Promotes Healthy Cardiovascular Function and Supports Healthy Aging
There is growing interest in the ability of wine grape polyphenols to protect LDL cholesterol from oxidation. In a 1993 study published in The Lancet, Frankel, et al found that phenolic substances present in wine acted as electron donors to inhibit copper-catalyzed oxidation of LDL molecules. In its unoxidized or “native” state, LDL cholesterol accumulates in blood-vessel walls only to a limited degree. On the other hand, oxidized LDL is readily absorbed by macrophages present in arterial walls, forming “foam cells.” It is possible that much of the value of dietary antioxidants may center on protecting lipid molecules from oxidation. It has been suggested that the benefits of polyphenols may help explain, in part, the so-called “French Paradox,” the relatively low mortality rate from heart disease found in regions with high consumption of red wine. In summary, the broad range of natural grape antioxidants in Best French Red Wine Extract may support overall cardiovascular health in several ways: 1) Reduction of oxidative stress (free radicals), 2) Protection of LDL cholesterol and other lipid molecules against oxidation, 3) Preventing formation of lipid peroxides which can attack capillary cell membranes, and 4) Inhibition of enzymes that break down capillary tissues.

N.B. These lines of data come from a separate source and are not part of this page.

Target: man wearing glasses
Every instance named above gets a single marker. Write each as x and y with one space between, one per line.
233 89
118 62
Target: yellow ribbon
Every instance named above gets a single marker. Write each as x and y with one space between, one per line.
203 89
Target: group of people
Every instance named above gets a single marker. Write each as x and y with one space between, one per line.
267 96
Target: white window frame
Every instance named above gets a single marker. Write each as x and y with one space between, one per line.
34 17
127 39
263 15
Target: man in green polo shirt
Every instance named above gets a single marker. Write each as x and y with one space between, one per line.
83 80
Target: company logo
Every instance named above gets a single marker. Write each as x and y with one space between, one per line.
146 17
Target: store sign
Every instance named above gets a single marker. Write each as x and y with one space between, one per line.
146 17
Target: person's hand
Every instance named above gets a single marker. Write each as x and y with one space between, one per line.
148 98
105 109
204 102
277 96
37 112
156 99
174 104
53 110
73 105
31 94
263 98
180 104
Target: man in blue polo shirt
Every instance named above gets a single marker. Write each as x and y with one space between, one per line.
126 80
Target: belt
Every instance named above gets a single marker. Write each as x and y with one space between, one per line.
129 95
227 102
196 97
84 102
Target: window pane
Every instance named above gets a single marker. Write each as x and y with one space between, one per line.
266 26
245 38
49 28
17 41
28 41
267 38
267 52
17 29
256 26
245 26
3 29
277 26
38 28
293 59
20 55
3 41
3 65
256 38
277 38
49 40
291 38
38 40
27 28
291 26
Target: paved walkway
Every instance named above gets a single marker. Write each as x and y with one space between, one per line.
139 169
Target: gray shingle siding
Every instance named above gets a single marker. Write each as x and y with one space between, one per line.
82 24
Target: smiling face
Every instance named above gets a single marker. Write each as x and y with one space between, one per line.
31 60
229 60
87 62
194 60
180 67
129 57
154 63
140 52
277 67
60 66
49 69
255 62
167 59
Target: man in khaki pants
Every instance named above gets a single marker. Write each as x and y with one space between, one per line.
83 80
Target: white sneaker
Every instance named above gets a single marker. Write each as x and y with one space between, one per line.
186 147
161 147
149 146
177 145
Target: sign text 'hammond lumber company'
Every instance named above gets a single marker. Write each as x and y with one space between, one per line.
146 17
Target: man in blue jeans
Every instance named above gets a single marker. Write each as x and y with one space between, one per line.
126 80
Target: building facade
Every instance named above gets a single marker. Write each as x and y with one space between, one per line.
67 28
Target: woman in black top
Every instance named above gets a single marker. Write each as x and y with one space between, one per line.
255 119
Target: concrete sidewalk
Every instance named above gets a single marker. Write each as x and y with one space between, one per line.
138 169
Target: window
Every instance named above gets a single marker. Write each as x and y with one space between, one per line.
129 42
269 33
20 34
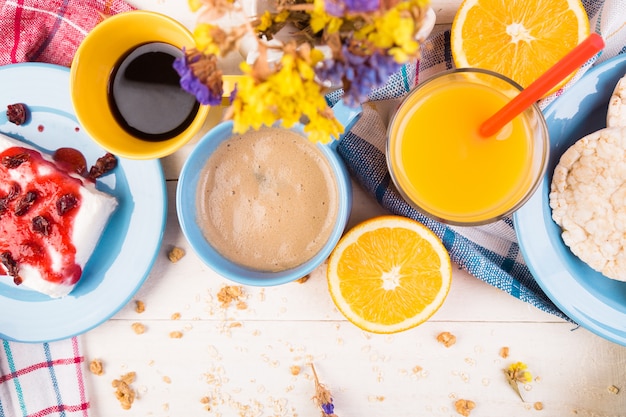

Resveratrol has also recently been studied in animal models for its beneficial effects on healthy aging. It has particularly shown tremendous promise in mice. A study published in 2006 in the journal Nature was the first of its kind to assess the ability of resveratrol to improve survival of mice that were fed on a high-calorie diet. Caloric restriction studies have shown an ability to increase lifespan and longevity in rodent models. Resveratrol has been shown to affect the SIRT1 gene, one of the family of sirtuin genes found in mammals that are known to influence insulin and glucose production, fat metabolism and cell survival. Supplementation of mice fed on a high-calorie, high fat diet with trans-resveratrol was shown in this study to enhance their survival and longevity in comparison with control mice fed on the same diet (with no resveratrol). At 114 weeks of age, the survival rate for the mice supplemented with resveratrol was 58% whereas only 42% of the control mice survived. Moreover, the supplemented mice were compared to a third group of mice that were fed a standard diet. These mice are known to live significantly longer than those fed on a high-calorie diet. The results of the comparison showed that, although the mice fed a high-calorie diet with resveratrol were overweight, they had the same survival rate as the mice fed on a standard diet. In other words, both groups had a 58% survival rate at 114 weeks of age. This is significant in that it shows that supplementation with resveratrol caused a reduction in the rate of mortality in mice that mirrored that of healthy mice. Although further research is necessary to assess the effects of resveratrol supplementation in humans, the antioxidant and cardiovascular benefits seen in other mammals indicate that resveratrol is a compound with exciting potential.
These statements have not been evaluated by the Food and Drug Administration (FDA). These products are not meant to diagnose, treat or cure any disease or medical condition. Please consult your doctor before starting any exercise or nutritional supplement program or before using these or any product during pregnancy or if you have a serious medical condition.